🤖 AI Summary
This work addresses the limitations of existing shadow removal methods, which often lack physical interpretability and struggle to simultaneously recover fine local textures while preserving global illumination consistency. To this end, the authors propose the CFSR framework, which formulates shadow removal as a physically constrained restoration process. Operating in the HVI color space, CFSR integrates 3D geometric cues (surface normals) with semantic priors derived from a frozen CLIP encoder and DINO features. The method introduces a geometry- and semantics-guided dual-attention mechanism and incorporates a frequency-domain collaborative reconstruction module to explicitly enforce illumination constraints. Extensive experiments demonstrate that CFSR achieves state-of-the-art performance across multiple challenging benchmarks, significantly improving both visual fidelity and physical plausibility.
📝 Abstract
Traditional shadow removal networks often treat image restoration as an unconstrained mapping, lacking the physical interpretability required to balance localized texture recovery with global illumination consistency.
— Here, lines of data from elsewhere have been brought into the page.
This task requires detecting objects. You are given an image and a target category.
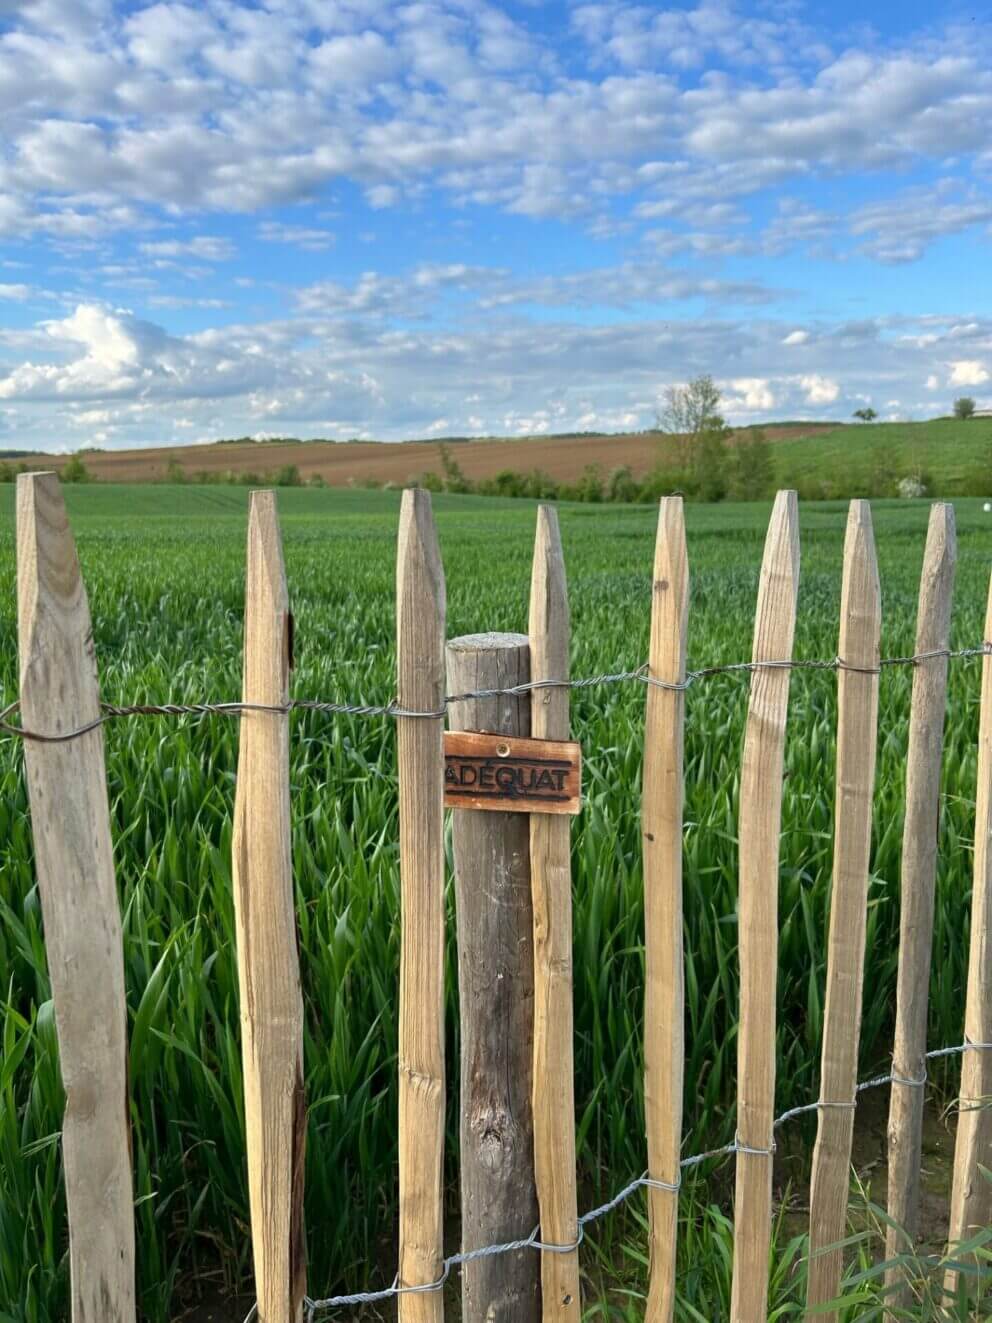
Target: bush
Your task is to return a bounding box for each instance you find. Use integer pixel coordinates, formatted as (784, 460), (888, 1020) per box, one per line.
(897, 474), (928, 499)
(729, 430), (774, 501)
(694, 426), (729, 502)
(61, 455), (92, 484)
(438, 444), (473, 494)
(606, 465), (639, 503)
(574, 464), (604, 503)
(273, 465), (302, 487)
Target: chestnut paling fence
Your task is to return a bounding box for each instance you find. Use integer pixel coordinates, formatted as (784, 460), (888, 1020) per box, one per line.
(6, 470), (992, 1323)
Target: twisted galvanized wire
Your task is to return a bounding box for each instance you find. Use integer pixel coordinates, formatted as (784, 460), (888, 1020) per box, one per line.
(238, 1041), (992, 1321)
(2, 644), (990, 744)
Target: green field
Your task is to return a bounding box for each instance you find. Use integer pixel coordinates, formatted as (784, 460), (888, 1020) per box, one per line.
(771, 418), (992, 500)
(2, 484), (992, 1319)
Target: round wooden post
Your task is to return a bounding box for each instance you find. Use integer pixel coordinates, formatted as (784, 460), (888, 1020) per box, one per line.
(447, 632), (541, 1323)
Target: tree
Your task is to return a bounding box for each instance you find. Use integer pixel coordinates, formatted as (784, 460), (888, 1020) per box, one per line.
(658, 374), (723, 470)
(853, 407), (878, 423)
(955, 396), (977, 419)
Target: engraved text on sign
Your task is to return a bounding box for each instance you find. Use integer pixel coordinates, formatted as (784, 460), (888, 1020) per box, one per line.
(444, 731), (581, 815)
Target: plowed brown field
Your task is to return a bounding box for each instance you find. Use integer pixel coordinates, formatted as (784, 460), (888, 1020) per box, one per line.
(34, 425), (834, 487)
To address this, we propose CFSR, a multi-modal prior-driven framework that reframes shadow removal as a physics-constrained restoration process. By seamlessly integrating 3D geometric cues with large-scale foundation model semantics, CFSR effectively bridges the 2D-3D domain gap. Specifically, we first map observations into a custom HVI color space to suppress shadow-induced noise and robustly fuse RGB data with estimated depth priors. At its core, our Geometric & Semantic Dual Explicit Guided Attention mechanism utilizes DINO features and 3D surface normals to directly modulate the attention affinity matrix, structurally enforcing physical lighting constraints. To recover severely degraded regions, we inject holistic priors via a frozen CLIP encoder. Finally, our Frequency Collaborative Reconstruction Module (FCRM) achieves an optimal synthesis by decoupling the decoding process. Conditioned on geometric priors, FCRM seamlessly harmonizes the reconstruction of sharp high-frequency occlusion boundaries with the restoration of low-frequency global illumination. Extensive experiments demonstrate that CFSR achieves state-of-the-art performance across multiple challenging benchmarks.